In Beijing, Chinese Foreign Ministry spokesman Lu Kang said he didn’t know what Trump was talking about.

“We don’t know what this agreement is the United States is talking about. Perhaps the United States has an agreement they all along had extravagant expectations for, but it’s certainly not a so-called agreement that China agreed to,” he told a daily news briefing.

The reason the last round of China-U.S. talks did not reach an agreement is because the United States tried “to achieve unreasonable interests through extreme pressure”, Lu said.”From the start, this wouldn’t work.”

China went into the last round of talks with a sincere and constructive attitude, he said.

“I would like to reiterate once again that China-U.S. economic and trade consultation can only follow the correct track of mutual respect, equality and mutual benefit for there to be hope of success.”

No further trade talks between top Chinese and U.S. trade negotiators have been scheduled since the last round ended on May 10 – the same day Trump raised the tariff rate on $200 billion worth of Chinese products from 10 percent.

Trump took the step after the United States said China backtracked on commitments in a draft deal that had been largely agreed to.

STERNER TONE

Since then, China has struck a sterner tone, suggesting that a resumption of talks aimed at ending the 10-month trade war between the world’s two largest economies was unlikely to happen soon.

Beijing has said it will take “necessary measures” to defend the rights of Chinese companies but has not said whether or how it will retaliate over the U.S. actions against Huawei.

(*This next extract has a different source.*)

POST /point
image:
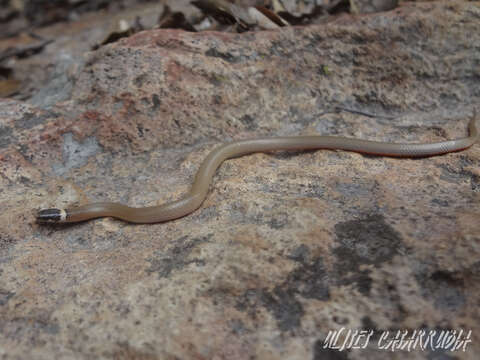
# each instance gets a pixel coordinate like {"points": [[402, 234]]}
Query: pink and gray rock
{"points": [[287, 246]]}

The editor of the Global Times, an influential tabloid run by the ruling Communist Party’s People’s Daily, tweeted on Monday that he had switched to a Huawei phone, although he said his decision did not mean that he thinks it is right to boycott Apple and said he was not throwing away his iPhone.

“While the U.S. spares no efforts to subdue Huawei, out of personal belief, I chose to support the well-respected company by using its product,” Hu Xijin tweeted.

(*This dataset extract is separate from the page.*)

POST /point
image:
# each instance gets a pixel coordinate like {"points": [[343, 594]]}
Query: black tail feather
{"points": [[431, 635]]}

Trump, who said the interview with Fox News host Steve Hilton had taken place two days after he raised the tariffs, said he would be happy to simply keep tariffs on Chinese products, but said that he believed that China would eventually make a deal with the United States “because they’re getting killed with the tariffs”.

But he said that he had told Chinese President Xi Jinping before the most recent rounds of talks that any deal could not be “50-50” between the two countries and had to be more in favor of the United States because of past trade practices by China.